Les autorités iraniennes ont levé la détention de Narges Mohammadi, lauréate du prix Nobel de la paix 2023, en lui accordant une caution, comme l’a rapporté sa fondation ce 10 mai 2026.
Après avoir été hospitalisée pendant dix jours à Zandjan, dans le nord de l’Iran où elle purgeait sa peine, elle a bénéficié d'une suspension temporaire de sa peine, bien que les détails financiers demeurent confidentiels. Selon le communiqué de sa fondation, elle a été transférée à Téhéran en ambulance « pour recevoir des soins de sa propre équipe médicale ».
Ses soutiens avaient exprimé leur inquiétude la semaine précédente, alertant sur le risque vital qu'elle encourait en raison de sa santé dégradée après deux crises cardiaques présumées à Zandjan. « La vie de Narges Mohammadi est en danger », a affirmé son époux, Taghi Rahmani, résidant à Paris. Il a insisté sur le fait qu'un simple transfert n'est pas suffisant et que les conditions ayant conduit à sa maladie ne doivent pas se reproduire.

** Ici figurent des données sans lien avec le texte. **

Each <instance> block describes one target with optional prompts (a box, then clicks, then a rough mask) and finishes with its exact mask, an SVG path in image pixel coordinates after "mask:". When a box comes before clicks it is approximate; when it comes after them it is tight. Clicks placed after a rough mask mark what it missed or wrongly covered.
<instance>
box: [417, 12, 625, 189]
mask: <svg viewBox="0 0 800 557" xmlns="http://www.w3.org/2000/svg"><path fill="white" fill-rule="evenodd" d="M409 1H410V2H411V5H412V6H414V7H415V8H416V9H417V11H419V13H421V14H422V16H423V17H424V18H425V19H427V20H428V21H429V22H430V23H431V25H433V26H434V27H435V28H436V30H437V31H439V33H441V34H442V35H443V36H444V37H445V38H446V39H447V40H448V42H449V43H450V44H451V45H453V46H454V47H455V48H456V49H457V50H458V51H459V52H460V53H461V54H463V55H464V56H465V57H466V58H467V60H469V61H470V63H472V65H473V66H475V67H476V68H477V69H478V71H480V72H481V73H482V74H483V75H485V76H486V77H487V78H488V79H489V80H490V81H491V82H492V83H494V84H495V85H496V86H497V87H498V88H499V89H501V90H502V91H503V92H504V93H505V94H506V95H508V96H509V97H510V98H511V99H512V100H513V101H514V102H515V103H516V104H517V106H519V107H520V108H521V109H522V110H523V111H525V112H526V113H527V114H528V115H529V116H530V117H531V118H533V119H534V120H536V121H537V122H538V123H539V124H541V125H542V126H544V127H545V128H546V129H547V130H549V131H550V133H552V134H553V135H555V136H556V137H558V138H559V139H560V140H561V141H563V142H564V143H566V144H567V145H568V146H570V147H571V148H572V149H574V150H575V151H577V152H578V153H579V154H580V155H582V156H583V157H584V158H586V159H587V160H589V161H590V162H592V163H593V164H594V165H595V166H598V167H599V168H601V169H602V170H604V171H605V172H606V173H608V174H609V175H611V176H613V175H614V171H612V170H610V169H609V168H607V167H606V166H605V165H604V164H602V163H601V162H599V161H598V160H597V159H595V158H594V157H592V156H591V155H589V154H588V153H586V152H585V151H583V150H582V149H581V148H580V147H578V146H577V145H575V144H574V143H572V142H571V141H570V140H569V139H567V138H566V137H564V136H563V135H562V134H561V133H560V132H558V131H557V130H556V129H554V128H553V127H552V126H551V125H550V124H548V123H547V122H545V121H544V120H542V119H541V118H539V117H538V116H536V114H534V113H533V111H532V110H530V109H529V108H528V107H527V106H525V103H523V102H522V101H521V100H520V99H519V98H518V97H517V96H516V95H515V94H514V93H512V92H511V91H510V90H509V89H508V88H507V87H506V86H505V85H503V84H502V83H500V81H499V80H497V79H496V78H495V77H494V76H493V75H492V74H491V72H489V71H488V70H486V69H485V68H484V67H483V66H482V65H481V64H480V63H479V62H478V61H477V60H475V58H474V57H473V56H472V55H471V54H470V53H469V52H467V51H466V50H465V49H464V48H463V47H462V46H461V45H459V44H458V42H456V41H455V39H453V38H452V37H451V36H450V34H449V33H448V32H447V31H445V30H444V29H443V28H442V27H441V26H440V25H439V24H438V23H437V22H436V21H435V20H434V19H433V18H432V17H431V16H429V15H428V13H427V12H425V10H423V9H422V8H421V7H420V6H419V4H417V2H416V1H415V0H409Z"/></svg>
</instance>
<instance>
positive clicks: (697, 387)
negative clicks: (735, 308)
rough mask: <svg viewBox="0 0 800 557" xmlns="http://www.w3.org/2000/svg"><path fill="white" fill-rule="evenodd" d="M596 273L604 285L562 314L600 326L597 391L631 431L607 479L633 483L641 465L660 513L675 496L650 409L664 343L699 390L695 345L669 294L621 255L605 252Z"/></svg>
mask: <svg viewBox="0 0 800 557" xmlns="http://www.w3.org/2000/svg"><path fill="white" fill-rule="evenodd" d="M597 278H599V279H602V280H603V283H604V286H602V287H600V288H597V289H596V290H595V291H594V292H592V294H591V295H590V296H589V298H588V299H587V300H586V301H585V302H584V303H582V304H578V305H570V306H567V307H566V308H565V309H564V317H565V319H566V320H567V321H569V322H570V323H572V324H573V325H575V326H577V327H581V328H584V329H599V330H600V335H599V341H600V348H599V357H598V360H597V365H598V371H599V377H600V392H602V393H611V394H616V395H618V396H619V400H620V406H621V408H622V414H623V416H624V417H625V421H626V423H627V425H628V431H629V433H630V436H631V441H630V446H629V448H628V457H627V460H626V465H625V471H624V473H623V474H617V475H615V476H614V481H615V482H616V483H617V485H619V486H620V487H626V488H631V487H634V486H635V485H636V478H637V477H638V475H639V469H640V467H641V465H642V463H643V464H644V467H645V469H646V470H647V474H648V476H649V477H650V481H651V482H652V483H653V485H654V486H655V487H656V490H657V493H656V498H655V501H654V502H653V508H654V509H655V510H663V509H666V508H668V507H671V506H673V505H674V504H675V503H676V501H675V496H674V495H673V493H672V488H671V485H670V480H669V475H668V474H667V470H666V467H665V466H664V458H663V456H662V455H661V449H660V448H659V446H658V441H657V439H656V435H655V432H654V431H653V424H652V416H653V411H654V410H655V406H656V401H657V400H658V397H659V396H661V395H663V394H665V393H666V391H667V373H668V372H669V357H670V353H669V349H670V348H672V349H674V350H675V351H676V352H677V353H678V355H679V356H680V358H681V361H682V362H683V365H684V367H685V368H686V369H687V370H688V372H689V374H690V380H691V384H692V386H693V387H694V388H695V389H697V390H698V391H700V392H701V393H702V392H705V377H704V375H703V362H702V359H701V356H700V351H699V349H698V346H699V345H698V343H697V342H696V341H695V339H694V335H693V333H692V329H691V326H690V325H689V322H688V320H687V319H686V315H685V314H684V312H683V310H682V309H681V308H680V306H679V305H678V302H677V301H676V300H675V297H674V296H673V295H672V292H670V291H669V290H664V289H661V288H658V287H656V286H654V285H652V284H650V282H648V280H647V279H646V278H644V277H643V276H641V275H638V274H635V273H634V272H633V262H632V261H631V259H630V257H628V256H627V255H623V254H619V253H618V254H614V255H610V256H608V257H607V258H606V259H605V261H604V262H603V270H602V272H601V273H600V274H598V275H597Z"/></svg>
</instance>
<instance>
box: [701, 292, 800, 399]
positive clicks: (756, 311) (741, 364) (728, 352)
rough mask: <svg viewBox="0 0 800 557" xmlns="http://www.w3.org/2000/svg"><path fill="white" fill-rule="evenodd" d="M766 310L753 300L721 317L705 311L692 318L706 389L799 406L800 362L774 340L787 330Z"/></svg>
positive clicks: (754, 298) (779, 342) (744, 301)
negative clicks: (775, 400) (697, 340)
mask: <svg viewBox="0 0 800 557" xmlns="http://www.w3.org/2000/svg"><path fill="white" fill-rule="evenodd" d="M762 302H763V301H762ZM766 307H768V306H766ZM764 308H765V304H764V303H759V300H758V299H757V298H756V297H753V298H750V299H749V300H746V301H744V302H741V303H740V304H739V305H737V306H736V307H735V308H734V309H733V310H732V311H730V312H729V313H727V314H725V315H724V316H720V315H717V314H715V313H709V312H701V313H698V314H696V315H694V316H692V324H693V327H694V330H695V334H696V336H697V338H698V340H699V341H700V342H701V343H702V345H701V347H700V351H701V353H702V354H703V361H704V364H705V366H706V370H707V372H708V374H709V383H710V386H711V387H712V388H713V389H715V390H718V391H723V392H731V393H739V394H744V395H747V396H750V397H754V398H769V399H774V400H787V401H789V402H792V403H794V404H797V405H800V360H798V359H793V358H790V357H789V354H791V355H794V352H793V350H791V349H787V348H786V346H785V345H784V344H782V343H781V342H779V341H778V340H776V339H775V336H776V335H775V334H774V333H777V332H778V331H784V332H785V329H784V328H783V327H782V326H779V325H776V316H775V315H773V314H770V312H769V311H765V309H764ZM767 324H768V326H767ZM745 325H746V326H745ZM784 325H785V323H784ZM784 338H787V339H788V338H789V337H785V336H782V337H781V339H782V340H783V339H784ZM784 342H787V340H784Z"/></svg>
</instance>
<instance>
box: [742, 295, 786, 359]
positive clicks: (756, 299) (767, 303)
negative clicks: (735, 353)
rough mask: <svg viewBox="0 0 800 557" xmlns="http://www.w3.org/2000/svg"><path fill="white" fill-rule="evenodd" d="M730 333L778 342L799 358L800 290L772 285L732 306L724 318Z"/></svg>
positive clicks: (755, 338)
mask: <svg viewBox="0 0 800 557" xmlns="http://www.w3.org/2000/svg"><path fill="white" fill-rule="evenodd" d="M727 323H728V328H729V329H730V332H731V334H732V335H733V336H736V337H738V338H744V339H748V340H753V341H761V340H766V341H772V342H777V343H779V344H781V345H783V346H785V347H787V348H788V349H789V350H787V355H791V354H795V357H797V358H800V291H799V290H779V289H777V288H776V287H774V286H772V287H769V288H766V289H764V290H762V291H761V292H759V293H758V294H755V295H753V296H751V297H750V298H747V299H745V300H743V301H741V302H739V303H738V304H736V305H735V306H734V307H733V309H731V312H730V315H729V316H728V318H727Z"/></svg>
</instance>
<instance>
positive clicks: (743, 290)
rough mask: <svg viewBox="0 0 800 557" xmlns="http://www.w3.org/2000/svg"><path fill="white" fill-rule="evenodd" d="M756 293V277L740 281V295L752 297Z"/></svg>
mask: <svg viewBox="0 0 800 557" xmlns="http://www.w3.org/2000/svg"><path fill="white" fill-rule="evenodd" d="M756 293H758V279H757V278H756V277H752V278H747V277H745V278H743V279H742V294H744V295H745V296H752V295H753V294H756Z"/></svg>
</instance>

Le besoin urgent de soins spécialisés pour Mohammadi a été renforcé par son avocat, Mostafa Nili, qui a précisé sur X qu’elle avait été transférée à Téhéran à la suite d’une décision judiciaire liée à son état de santé.
Maladie cardiaque
Agée de 54 ans, Mohammadi a vécu une grande partie des deux dernières décennies alternant entre la prison et la liberté en raison de son militantisme pour les droits humains. Son dernier emprisonnement date de décembre, lorsqu'elle a été arrêtée après avoir dénoncé le régime iranien lors des funérailles d’un avocat.

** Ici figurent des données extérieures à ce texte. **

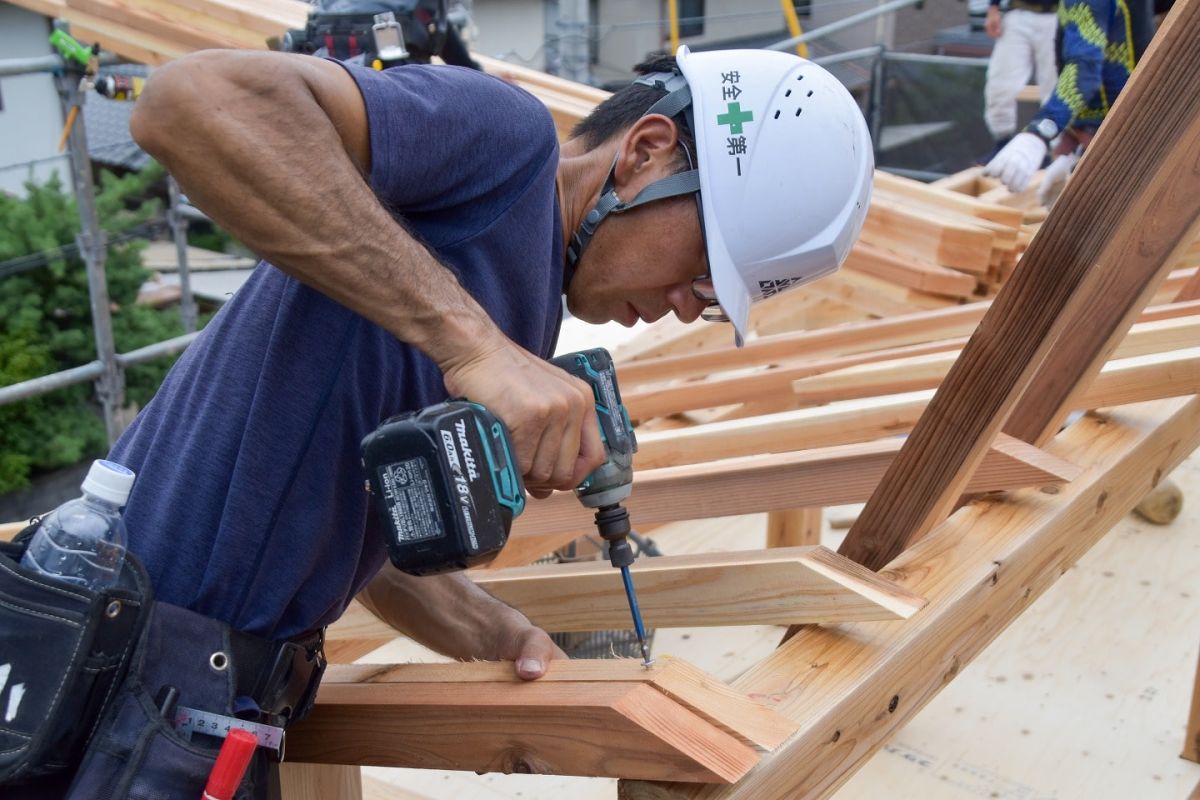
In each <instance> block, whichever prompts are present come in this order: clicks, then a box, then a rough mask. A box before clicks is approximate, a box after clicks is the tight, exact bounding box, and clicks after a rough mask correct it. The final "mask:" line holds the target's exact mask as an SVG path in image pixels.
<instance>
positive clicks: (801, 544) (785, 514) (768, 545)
mask: <svg viewBox="0 0 1200 800" xmlns="http://www.w3.org/2000/svg"><path fill="white" fill-rule="evenodd" d="M821 517H822V509H821V506H809V507H808V509H790V510H787V511H768V512H767V547H808V546H811V545H820V543H821Z"/></svg>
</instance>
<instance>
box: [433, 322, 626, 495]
mask: <svg viewBox="0 0 1200 800" xmlns="http://www.w3.org/2000/svg"><path fill="white" fill-rule="evenodd" d="M442 368H443V373H444V375H445V385H446V390H448V391H449V392H450V395H452V396H455V397H466V398H467V399H469V401H472V402H475V403H480V404H482V405H484V407H485V408H487V409H488V410H490V411H492V414H496V415H497V416H498V417H500V419H502V420H504V425H506V426H508V428H509V433H510V435H511V437H512V444H514V446H515V447H516V451H517V462H518V463H520V467H521V474H522V475H523V476H524V481H526V488H527V489H528V491H529V493H530V494H532V495H534V497H536V498H544V497H546V495H548V494H550V493H551V491H552V489H574V488H575V487H576V486H578V485H580V483H582V482H583V479H584V477H587V476H588V474H589V473H590V471H592V470H594V469H595V468H596V467H599V465H600V464H602V463H604V459H605V451H604V444H602V443H601V441H600V427H599V423H598V422H596V414H595V399H594V398H593V396H592V389H590V387H589V386H588V385H587V384H586V383H583V381H582V380H580V379H578V378H575V377H574V375H570V374H568V373H566V372H565V371H563V369H560V368H558V367H556V366H554V365H552V363H550V362H548V361H544V360H541V359H539V357H536V356H534V355H533V354H530V353H529V351H527V350H524V349H523V348H521V347H518V345H516V344H515V343H512V342H511V341H509V339H506V338H504V337H503V336H502V335H498V336H497V341H494V342H492V343H490V344H487V345H481V347H479V348H476V349H475V350H474V351H473V353H472V354H470V355H468V356H467V357H464V359H462V360H454V361H451V362H450V363H449V365H446V363H444V365H442Z"/></svg>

Déjà souffrante d'une maladie cardiaque, elle a subi deux crises cardiaques présumées en prison, la première le 24 mars et la seconde le 1er mai, ont indiqué ses défenseurs. Après cette dernière crise, elle a été transportée d’urgence à l’hôpital de Zandjan où elle a reçu des soins intensifs.

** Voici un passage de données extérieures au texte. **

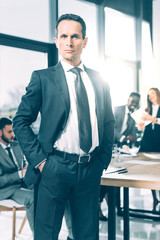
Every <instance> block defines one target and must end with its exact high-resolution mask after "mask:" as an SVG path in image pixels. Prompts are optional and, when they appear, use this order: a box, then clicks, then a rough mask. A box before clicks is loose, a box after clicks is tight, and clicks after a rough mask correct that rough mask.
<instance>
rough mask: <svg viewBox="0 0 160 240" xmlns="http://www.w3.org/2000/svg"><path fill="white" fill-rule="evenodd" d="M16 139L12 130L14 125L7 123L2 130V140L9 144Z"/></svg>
mask: <svg viewBox="0 0 160 240" xmlns="http://www.w3.org/2000/svg"><path fill="white" fill-rule="evenodd" d="M13 139H14V133H13V130H12V125H5V127H4V128H3V129H2V130H0V141H1V142H2V143H4V144H5V145H7V144H8V143H10V142H12V141H13Z"/></svg>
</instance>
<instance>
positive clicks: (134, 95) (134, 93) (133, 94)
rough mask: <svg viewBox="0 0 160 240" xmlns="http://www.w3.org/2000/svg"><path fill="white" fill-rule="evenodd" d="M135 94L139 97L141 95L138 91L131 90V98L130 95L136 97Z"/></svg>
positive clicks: (137, 96) (131, 96)
mask: <svg viewBox="0 0 160 240" xmlns="http://www.w3.org/2000/svg"><path fill="white" fill-rule="evenodd" d="M134 96H136V97H138V98H140V97H141V96H140V94H139V93H137V92H131V94H130V95H129V98H130V97H134Z"/></svg>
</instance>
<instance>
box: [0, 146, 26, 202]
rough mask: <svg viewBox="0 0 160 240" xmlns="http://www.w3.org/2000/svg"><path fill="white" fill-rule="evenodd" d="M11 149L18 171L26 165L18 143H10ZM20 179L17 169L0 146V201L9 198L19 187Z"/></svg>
mask: <svg viewBox="0 0 160 240" xmlns="http://www.w3.org/2000/svg"><path fill="white" fill-rule="evenodd" d="M11 147H12V149H13V152H14V155H15V157H16V160H17V162H18V165H19V167H20V169H23V167H24V166H25V165H26V161H25V160H24V158H23V154H22V151H21V149H20V146H19V144H18V142H12V143H11ZM21 181H22V180H21V179H20V177H19V174H18V170H17V168H15V165H14V163H13V162H12V160H11V159H10V158H9V156H8V154H7V153H6V151H5V150H4V149H3V148H2V146H1V145H0V200H3V199H7V198H9V197H10V196H11V195H12V194H13V193H14V192H15V190H16V189H17V188H20V187H21Z"/></svg>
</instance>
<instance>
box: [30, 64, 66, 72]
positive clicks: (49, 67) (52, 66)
mask: <svg viewBox="0 0 160 240" xmlns="http://www.w3.org/2000/svg"><path fill="white" fill-rule="evenodd" d="M59 69H62V65H61V63H60V62H58V63H57V64H56V65H54V66H50V67H48V68H44V69H39V70H35V71H34V72H35V73H38V74H42V73H44V74H46V73H49V72H52V71H56V70H59Z"/></svg>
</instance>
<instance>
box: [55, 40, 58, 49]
mask: <svg viewBox="0 0 160 240" xmlns="http://www.w3.org/2000/svg"><path fill="white" fill-rule="evenodd" d="M54 42H55V44H56V47H57V48H58V39H57V38H56V37H54Z"/></svg>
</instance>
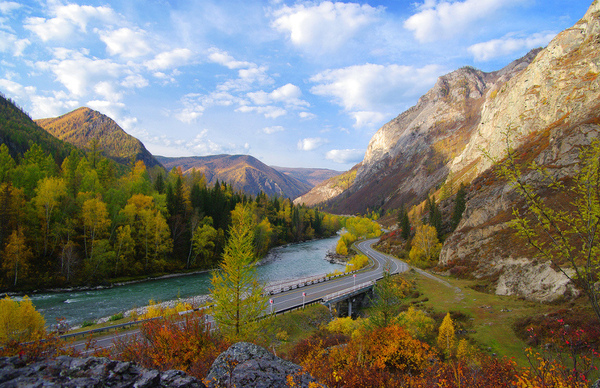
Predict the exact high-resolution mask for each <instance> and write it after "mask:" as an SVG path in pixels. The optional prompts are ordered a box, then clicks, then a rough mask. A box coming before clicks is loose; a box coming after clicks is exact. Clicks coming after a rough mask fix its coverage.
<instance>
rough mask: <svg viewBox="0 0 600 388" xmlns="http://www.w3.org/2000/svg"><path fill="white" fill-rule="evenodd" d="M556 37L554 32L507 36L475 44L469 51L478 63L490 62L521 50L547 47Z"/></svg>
mask: <svg viewBox="0 0 600 388" xmlns="http://www.w3.org/2000/svg"><path fill="white" fill-rule="evenodd" d="M555 36H556V33H554V32H550V33H541V34H533V35H531V36H529V37H525V38H513V37H510V36H506V37H504V38H502V39H493V40H490V41H487V42H482V43H477V44H474V45H472V46H471V47H469V49H468V50H469V52H470V53H471V54H473V57H474V58H475V60H476V61H488V60H490V59H493V58H497V57H501V56H506V55H510V54H513V53H515V52H518V51H521V50H531V49H533V48H536V47H541V46H546V45H547V44H548V43H549V42H550V41H551V40H552V39H553V38H554V37H555Z"/></svg>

En raison de sa détention, Mohammadi a perdu 20 kg et son avocate, Me Chirinne Ardakani, a affirmé qu'elle est aujourd'hui « méconnaissable ». Ses enfants, Ali et Kiana, profondément affectés, n'ont pas vu leur mère depuis plus d'une décennie et ont reçu le prix Nobel en son nom alors qu'elle était derrière les barreaux.